Assemble everything: ingredients, equipment, safety equipment. Prepare your workstations. Measure all the ingredients. Don’t start the recipe without having everything ready!
Heat the Oils
Heat the oils until the solid oils are completely melted (it is not necessary to heat all the time).
Prepare the Lye Water
Make the lye solution according to How To Make Lye Water. Add the turmeric to the water before making the solution. Mix it until the vapors start to dissipate.
Measure and add the turmeric to the lye water, and mix well. If necessary, use a whisker. There should be no clumps and lye water will turn dark yellow/light brownish.
Optional step - If you wish to have decorative dark spots on your soap: before adding the turmeric, stir the lye water very well until there are NO visible lye crystals. Then add the turmeric and mix with a spoon or whisker to avoid turmeric clumps. You can then skip the step of straining the lye water to have the turmeric spice floating on your soap. You can also add a teaspoon of turmeric later with after trace ingredients.
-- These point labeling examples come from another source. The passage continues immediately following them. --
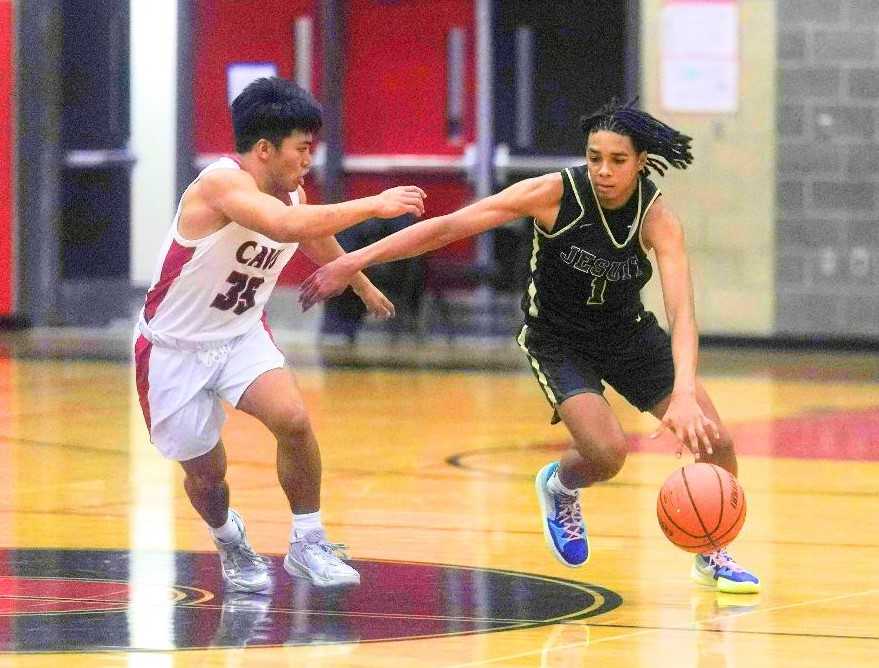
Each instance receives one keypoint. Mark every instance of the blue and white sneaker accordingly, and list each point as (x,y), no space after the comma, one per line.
(718,569)
(563,525)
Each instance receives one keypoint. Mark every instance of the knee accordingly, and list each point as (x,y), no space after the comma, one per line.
(206,479)
(604,460)
(292,425)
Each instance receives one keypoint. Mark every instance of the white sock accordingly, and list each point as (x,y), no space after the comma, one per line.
(555,485)
(227,533)
(304,523)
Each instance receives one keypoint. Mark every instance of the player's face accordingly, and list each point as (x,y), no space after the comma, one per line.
(291,162)
(613,167)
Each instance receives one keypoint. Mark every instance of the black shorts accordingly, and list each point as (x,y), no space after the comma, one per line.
(637,363)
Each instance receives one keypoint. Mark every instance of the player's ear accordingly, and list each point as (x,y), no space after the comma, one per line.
(263,147)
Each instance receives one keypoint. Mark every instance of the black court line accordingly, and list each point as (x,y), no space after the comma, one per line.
(718,619)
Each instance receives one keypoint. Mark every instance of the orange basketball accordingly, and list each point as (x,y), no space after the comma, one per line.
(701,507)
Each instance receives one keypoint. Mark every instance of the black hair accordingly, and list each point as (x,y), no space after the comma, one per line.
(664,145)
(271,108)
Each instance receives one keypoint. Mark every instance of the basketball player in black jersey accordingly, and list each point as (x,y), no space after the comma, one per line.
(585,323)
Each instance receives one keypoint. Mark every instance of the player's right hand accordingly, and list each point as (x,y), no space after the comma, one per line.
(399,201)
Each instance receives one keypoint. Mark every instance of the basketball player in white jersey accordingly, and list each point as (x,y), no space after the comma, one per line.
(202,335)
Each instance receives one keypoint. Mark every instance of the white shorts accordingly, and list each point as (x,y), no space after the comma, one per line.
(180,390)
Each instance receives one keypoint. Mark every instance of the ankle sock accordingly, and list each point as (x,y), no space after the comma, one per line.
(227,533)
(304,523)
(556,486)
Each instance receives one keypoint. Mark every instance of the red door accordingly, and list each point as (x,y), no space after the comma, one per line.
(397,98)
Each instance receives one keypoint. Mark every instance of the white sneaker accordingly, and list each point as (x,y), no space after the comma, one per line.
(311,556)
(242,568)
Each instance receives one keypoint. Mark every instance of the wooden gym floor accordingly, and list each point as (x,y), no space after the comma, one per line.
(428,478)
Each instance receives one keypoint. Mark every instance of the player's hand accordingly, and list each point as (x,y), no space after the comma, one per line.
(328,281)
(400,200)
(693,429)
(376,303)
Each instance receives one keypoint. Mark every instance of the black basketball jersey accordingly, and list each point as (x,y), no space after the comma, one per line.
(587,273)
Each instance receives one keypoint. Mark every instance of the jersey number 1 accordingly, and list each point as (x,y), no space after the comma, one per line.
(598,287)
(240,294)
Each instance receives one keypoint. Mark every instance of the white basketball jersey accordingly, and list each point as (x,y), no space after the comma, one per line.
(214,288)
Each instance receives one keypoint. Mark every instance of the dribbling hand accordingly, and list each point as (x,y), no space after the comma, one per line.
(684,418)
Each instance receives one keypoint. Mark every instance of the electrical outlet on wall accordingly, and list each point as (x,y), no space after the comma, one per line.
(859,262)
(827,261)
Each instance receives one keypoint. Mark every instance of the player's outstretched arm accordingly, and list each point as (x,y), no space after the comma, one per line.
(538,198)
(664,233)
(234,194)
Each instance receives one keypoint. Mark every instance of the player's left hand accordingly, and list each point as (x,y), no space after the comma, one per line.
(685,419)
(374,300)
(328,281)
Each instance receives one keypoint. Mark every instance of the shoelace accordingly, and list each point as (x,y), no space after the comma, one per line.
(570,516)
(723,559)
(316,541)
(243,554)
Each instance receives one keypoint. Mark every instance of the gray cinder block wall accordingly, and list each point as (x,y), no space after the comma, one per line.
(827,238)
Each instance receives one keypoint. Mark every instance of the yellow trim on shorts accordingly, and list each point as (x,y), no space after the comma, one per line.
(541,378)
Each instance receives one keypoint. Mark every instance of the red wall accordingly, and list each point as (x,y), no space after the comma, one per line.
(7,274)
(230,31)
(395,83)
(394,88)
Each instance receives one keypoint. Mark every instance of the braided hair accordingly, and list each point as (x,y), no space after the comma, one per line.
(665,146)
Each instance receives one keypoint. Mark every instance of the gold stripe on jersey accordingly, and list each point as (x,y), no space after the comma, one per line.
(541,378)
(551,235)
(641,224)
(636,223)
(532,288)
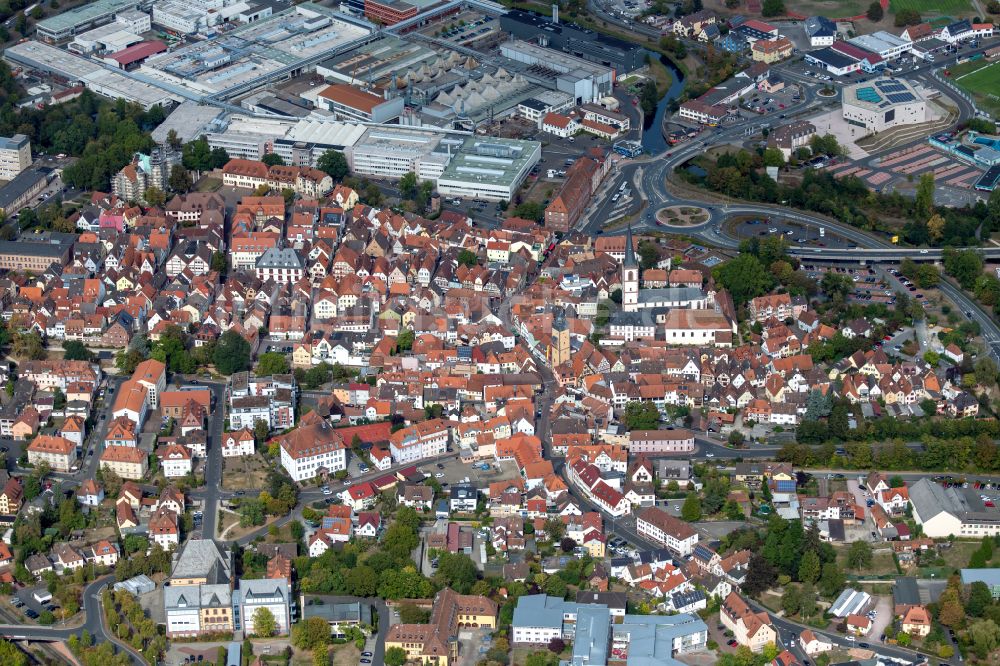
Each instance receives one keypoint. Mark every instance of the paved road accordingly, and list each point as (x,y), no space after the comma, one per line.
(94,624)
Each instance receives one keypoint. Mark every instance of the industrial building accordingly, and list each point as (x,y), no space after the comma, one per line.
(381,62)
(623,57)
(585,81)
(882,103)
(72,21)
(349,103)
(391,152)
(47,59)
(109,38)
(15,155)
(16,194)
(489,168)
(243,55)
(887,45)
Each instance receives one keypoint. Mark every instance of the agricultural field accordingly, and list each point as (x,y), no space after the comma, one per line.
(956,8)
(982,80)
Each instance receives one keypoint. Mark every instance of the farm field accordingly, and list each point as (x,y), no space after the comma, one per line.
(927,8)
(982,80)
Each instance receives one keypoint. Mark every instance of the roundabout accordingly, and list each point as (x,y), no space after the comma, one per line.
(682,217)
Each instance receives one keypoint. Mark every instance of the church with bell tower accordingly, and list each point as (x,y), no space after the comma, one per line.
(630,275)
Strain your lye water into the oils to catch all the turmeric and any remaining undissolved lye crystals.
Make the Soap Batter
Use as a target temperature 40ºC for the oil-solution mixture. If necessary, you can reheat the oils, but not the lye solution. Reach trace with the immersion blender.
Add the extract and essential oil(s) after tracing and stir with just a spoon. Cinnamon essential oil is known to accelerate trace so be aware, the mixture can turn solid very quickly, although I didn't have that experience.
Molding and Cutting
Pour the soap batter into the large soap mold and, if you wish, make some effects on the top of the dough with a spoon, spatula or fork (see video or chapter above "Creating Effects on Your Soap")
Sprinkle the dough with alcohol or witch hazel. Cover it with a transparent film.
Now you need to insulate the large mold, so that the soap gels uniformly. You can cover it all around with a blanket or a thick towel. You can also use your oven: pre-heat the oven with 40ºC. Turn it off then place the loaf mold inside. See chapter above "Using a Soap Loaf Mold" NOTE: this is not an optional step, if you don't insulate your loaf soap mold the soap will gel in the center and not in the extremities. You will get a dark round mark on your soap. However, if this happens, the soap is perfectly good to use, the problem is purely visual and nothing else.
Wait 48 hours, keeping an eye on the hardness of the soap.
Unmold the soap and cut it into bars. See How To Cure Soap, in the chapter "Unmoulding And Cutting Soap" for more detail on how to cut soap.